CA Douai, ch. 2 sect. 1, 14 décembre 2023, n° 22/00566
DOUAI
Arrêt
Confirmation
PARTIES
Demandeur :
Caisse Régionale de Crédit Agricole Mutuel Nord de France
COMPOSITION DE LA JURIDICTION
Président :
M. Gilles
Conseillers :
Mme Mimiague, Mme Vanhove
Avocats :
Me Levasseur, Me Planckeel, Me Verité
Suivant acte sous seings privés la 'SCI du [Adresse 2] à [Localité 4]' (ci-après le bailleur) a donné à bail à la société Caisse régionale de Crédit agricole mutuel du Nord, devenue la Caisse régionale de Crédit agricole mutuel Nord de France (ci-après le preneur) pour une durée de neuf années un 'immeuble à usage de bureaux et de commerce' situé à [Localité 4], moyennant un loyer annuel hors charges et hors taxes de 240 000 Francs (36 587,76 euros), prenant effet au 1er juin 1999. Il est stipulé dans le bail que 'd'ores et déjà, le bailleur accepte de renouveler le bail 3 fois 9 années entières et consécutives sans renégociation du loyer à chaque renouvellement'.
Le 8 décembre 2010 le bailleur a signifié une demande de révision du loyer sur le fondement de l'article L. 145-39 du code de commerce, le loyer annuel ayant augmenté de plus du quart, et de son côté, le preneur lui a signifié le 30 décembre 2010 une demande de renouvellement à effet au 1er janvier 2011. Le 17 janvier 2011 le bailleur a assigné le preneur devant le juge des loyers commerciaux, lequel s'est déclaré incompétent au profit du même tribunal statuant en matière de bail commercial et par un jugement du 28 novembre 2013, confirmé par arrêt de cette cour le 7 janvier 2015, le tribunal de grande instance de Lille a :
- débouté le Crédit agricole de ses demandes tendant à dire que le bail s'est renouvelé par l'effet de la promesse de renouvellement le 1er juin 2008 pour une durée de neuf années et moyennant un loyer égal au montant du loyer en cours,
- dit que le contrat de bail a été renouvelé à compter du 1er janvier 2011,
- déclaré en conséquence recevable l'action en révision du loyer introduite par le bailleur le 8 décembre 2010,
- décidé que par le jeu de la clause d'échelle mobile, le loyer révisé dû pour la période comprise entre le 8 et le 31 décembre 2010 doit être fixé à la valeur locative,
- sursis à statuer sur le montant du loyer révisé et ordonné avant dire droit une expertise,
- débouté le preneur de sa demande tendant à constater l'accord des parties sur l'interprétation de la promesse de renouvellement figurant dans le bail en ce sens que le loyer fixé à compter du 1er juin 1999 s'applique à chaque renouvellement,
- débouté le bailleur de sa demande tendant à voir fixer le loyer de renouvellement sur la base du loyer ainsi révisé.
Le 6 novembre 2018 le bailleur a délivré au preneur un congé à effet au 30 juin 2019 avec offre de renouvellement à compter du 1er juillet 2019 moyennant un loyer hors charges et hors taxes de 138 000 euros.
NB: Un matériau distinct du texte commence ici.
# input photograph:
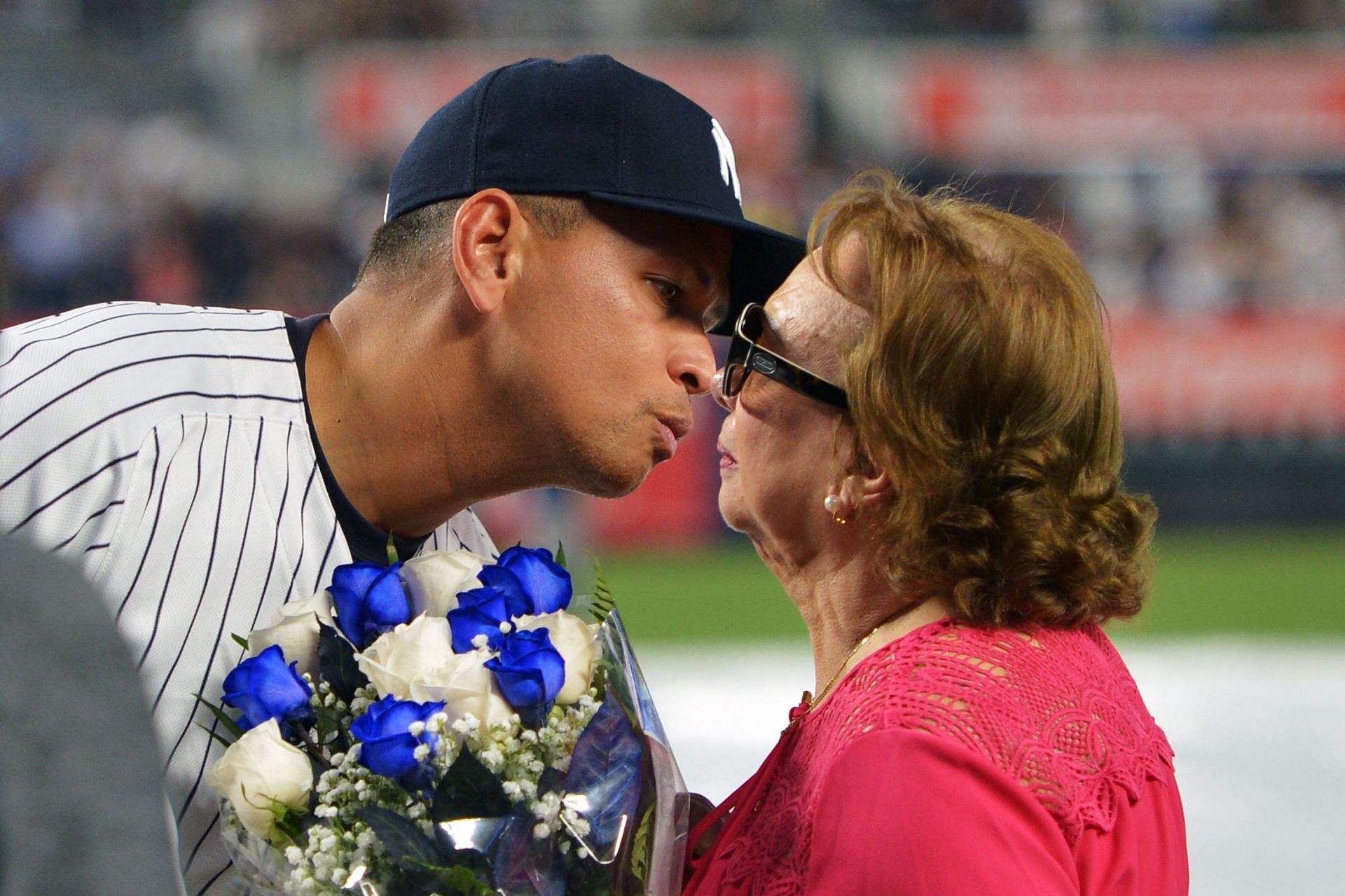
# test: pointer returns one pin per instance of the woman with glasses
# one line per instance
(923, 446)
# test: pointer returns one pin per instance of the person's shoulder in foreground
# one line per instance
(81, 808)
(1023, 758)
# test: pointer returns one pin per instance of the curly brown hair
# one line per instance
(985, 388)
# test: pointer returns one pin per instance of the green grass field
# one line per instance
(1288, 581)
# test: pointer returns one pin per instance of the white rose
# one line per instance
(435, 579)
(416, 661)
(576, 642)
(260, 770)
(295, 628)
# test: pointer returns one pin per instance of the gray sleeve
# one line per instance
(81, 797)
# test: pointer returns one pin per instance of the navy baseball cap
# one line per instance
(596, 128)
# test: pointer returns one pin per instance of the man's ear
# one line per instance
(488, 232)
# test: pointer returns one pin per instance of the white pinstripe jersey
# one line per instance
(166, 451)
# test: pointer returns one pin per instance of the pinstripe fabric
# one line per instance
(166, 451)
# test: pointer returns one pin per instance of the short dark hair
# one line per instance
(404, 245)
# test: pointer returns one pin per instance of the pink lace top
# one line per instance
(959, 760)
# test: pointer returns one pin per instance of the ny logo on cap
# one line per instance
(728, 169)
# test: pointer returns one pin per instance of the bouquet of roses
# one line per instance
(448, 726)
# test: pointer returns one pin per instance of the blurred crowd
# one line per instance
(150, 210)
(283, 26)
(155, 206)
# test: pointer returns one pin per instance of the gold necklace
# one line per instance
(810, 701)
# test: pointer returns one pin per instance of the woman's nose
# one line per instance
(717, 390)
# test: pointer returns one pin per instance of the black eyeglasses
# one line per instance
(747, 357)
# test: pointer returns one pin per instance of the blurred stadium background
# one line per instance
(1192, 151)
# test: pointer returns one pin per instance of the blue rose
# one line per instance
(264, 687)
(387, 747)
(529, 672)
(482, 609)
(369, 600)
(548, 583)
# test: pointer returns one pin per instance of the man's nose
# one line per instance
(693, 365)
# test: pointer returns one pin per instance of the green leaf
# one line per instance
(336, 663)
(603, 600)
(230, 726)
(216, 735)
(469, 790)
(404, 841)
(643, 846)
(469, 876)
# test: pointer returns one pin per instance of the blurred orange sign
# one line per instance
(373, 100)
(1028, 106)
(1281, 375)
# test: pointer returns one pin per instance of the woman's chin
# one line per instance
(731, 509)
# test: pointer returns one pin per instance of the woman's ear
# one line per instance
(868, 489)
(488, 236)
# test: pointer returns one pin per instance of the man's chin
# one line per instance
(614, 481)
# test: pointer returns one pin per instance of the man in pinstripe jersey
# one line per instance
(532, 314)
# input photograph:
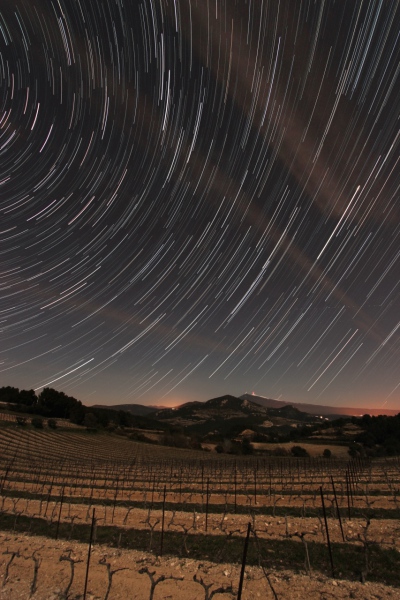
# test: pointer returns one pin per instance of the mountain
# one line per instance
(315, 409)
(228, 415)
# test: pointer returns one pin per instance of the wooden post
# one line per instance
(88, 558)
(162, 522)
(327, 532)
(246, 545)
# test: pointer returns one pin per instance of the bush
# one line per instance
(37, 422)
(280, 451)
(299, 451)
Par lettre du 23 mai 2019, le preneur a sollicité un report du congé au 1er janvier 2020 eu égard à la décision judiciaire fixant le renouvellement du bail au 1er janvier 2011 et s'est opposé à l'augmentation du loyer. Par une lettre du 17 juin 2020, le bailleur acceptait le report des effets du congé mais maintenait son désaccord sur le montant du loyer du bail renouvelé. Le 2 octobre 2020 le bailleur a assigné le preneur devant le tribunal judiciaire de Lille aux fins de voir juger que le renouvellement du bail interviendra à compter du 1er janvier 2020 pour une durée de neuf années moyennant un loyer de renouvellement de 150 000 euros HCHT. Le preneur a demandé à voir constater le renouvellement du bail pour neuf ans à compter du 1er janvier 2020 moyennant le loyer indexé en cours, soit 59 032,35 euros HTHC au 1er juin 2019
Par jugement du 3 janvier 2022, le tribunal a :
- constaté le renouvellement du bail pour une durée de neuf années à compter du 1er janvier 2020,
- écarté la fin de non-recevoir tirée de l'autorité de la chose jugée,
- déclaré recevable la demande de fixation judiciaire du loyer de renouvellement,
- ordonné avant dire droit une expertise aux fins de déterminer et d'apprécier les éléments en vue d'évaluer la valeur locative du local commercial,
- fixé le montant du loyer provisionnel au montant du loyer actuel,
- sursis à statuer sur le montant du loyer de renouvellement,
- sursis à statuer sur les frais irrépétibles,
- ordonné le retrait du rôle de l'affaire,
- réservé les dépens et rappelé que l'exécution provisoire est de droit.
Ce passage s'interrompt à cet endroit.